Para ser cómica tenía que hacerme feminista. Cuando busqué referentes femeninos en el humor me di cuenta de que no había muchos. Salvo Eva Hache o Ana Morgade, en Internet no aparecían muchas cómicas que en la realidad ya existían.
¿Hay un tipo de humor que solo pueden hacer los hombres?
Tanto en la literatura como en el arte la voz que ha resaltado es la del hombre. El humor considerado universal  también ha sido siempre el masculino. De ahí viene esa idea, tu visión del mundo está bañada por tu experiencia, que tiene que ver con el género que te han añadido. Pero el humor no depende de tu sexo. Las mujeres podemos hacer todo.
¿Al hacer bromas de estereotipos, los perpetuamos?
Para hacer un chiste de estereotipos, tiene que ser el mejor chiste del mundo. Tan bueno, que cualquiera se dé cuenta de que estás riéndote del estereotipo, y no  reproduciéndolo. En eso me baso yo, pero cada humorista es libre.

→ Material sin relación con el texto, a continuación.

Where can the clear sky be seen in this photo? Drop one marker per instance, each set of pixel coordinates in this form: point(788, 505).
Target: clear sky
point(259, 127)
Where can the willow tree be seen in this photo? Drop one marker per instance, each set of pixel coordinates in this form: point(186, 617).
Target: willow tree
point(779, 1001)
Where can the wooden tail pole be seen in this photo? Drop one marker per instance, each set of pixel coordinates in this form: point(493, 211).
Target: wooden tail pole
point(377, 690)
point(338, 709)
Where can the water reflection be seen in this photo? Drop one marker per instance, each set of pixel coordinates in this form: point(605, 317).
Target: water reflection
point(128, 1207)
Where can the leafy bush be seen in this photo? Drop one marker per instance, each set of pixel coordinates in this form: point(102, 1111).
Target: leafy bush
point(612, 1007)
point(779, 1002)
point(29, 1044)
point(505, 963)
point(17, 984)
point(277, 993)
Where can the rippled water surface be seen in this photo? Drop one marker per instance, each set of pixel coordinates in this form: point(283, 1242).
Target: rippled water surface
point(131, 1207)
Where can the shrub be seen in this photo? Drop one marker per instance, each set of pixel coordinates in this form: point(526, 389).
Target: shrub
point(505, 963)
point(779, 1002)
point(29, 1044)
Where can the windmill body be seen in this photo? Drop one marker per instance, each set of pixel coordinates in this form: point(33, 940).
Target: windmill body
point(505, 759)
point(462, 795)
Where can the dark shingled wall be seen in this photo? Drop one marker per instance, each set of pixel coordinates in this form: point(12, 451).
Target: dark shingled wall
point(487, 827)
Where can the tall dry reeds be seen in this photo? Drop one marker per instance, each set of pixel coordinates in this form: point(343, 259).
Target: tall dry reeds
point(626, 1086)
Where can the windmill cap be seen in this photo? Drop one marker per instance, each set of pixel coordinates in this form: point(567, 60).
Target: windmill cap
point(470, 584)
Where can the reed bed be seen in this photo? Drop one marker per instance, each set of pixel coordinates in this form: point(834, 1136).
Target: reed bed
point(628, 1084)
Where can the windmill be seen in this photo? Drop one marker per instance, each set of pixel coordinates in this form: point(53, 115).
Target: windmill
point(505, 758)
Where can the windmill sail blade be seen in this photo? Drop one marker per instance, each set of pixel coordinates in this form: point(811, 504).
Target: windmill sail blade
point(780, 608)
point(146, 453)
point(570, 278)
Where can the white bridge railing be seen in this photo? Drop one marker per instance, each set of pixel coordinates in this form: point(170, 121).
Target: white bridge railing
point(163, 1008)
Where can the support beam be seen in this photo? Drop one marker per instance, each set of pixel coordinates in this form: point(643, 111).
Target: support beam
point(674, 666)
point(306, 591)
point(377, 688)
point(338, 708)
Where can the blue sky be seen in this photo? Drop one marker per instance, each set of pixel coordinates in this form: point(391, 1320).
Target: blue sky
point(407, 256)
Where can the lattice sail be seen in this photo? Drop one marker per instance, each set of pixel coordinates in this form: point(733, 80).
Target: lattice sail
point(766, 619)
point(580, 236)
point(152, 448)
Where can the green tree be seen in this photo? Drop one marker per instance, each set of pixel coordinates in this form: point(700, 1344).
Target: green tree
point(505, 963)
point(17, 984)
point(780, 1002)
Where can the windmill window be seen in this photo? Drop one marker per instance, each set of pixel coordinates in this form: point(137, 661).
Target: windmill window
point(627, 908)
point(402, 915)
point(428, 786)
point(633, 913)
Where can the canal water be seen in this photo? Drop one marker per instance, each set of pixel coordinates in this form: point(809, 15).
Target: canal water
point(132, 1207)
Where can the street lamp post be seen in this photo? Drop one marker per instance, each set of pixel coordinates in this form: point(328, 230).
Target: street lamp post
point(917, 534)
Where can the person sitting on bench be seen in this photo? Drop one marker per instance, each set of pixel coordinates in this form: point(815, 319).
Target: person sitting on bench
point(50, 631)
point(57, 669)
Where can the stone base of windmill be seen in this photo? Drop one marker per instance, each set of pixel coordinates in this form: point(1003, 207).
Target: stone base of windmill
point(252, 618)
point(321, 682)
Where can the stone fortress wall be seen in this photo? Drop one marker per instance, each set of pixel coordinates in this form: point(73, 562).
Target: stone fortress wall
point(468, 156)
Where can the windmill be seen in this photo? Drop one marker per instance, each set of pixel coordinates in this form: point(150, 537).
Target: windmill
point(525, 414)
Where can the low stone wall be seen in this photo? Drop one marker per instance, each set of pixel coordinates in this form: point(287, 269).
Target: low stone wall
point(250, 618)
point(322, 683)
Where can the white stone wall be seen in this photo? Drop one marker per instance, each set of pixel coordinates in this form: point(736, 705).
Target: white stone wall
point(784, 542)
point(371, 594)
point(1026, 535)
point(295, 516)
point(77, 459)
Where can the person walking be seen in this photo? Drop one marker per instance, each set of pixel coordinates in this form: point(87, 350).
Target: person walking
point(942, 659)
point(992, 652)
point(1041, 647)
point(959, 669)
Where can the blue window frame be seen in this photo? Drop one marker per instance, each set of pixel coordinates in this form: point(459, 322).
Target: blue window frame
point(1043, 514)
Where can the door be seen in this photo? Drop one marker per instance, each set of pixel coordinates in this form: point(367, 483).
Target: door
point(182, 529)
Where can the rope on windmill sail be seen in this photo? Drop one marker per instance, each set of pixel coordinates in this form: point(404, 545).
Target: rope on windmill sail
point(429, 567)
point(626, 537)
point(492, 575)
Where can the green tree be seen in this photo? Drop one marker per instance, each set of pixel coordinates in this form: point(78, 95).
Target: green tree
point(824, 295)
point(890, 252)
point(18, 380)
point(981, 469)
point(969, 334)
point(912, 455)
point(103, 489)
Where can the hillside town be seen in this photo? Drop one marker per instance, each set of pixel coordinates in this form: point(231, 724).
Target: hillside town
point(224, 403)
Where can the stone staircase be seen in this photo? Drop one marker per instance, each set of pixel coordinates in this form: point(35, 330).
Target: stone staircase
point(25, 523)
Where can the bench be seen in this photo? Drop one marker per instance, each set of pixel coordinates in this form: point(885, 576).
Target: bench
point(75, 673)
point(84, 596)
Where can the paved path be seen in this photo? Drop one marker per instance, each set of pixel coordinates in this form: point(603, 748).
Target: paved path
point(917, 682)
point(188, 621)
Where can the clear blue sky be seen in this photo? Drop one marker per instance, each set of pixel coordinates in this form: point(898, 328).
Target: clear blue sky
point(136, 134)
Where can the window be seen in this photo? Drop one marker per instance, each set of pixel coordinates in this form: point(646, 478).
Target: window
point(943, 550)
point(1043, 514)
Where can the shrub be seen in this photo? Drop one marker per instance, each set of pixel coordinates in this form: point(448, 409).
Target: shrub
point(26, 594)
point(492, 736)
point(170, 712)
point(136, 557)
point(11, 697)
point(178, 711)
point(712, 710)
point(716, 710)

¿Has tenido alguna experiencia desagradable?
Una vez, un presentador me introdujo diciendo: “ahora viene otra cómica, no sé si os hará gracia, pero está muy buena”. El público se hizo una idea preconcebida y errónea sobre mí. Alguno incluso me gritó “¡tía buena!”. Fue muy incómodo.
¿Los medios se interesan por el humor feminista?
Ahora sí. Han acudido a nosotras varios periódicos digitales y una radio nacional, y me ha sorprendido mucho. Pero, sinceramente, me pregunto cómo va a ser esto cuando no sea el día de la mujer, cuando se acabe marzo y los medios de comunicación no estén buscando contenido feminista.
¿Y de cara al futuro?
Soy optimista pero escéptica. Hemos demostrado que hay comedia femenina excelente, y que  puedes estar dos horas riéndote solo con mujeres. Y esto no es necesariamente una noticia porque lo hagamos las chicas, sino porque verdaderamente es un contenido de calidad.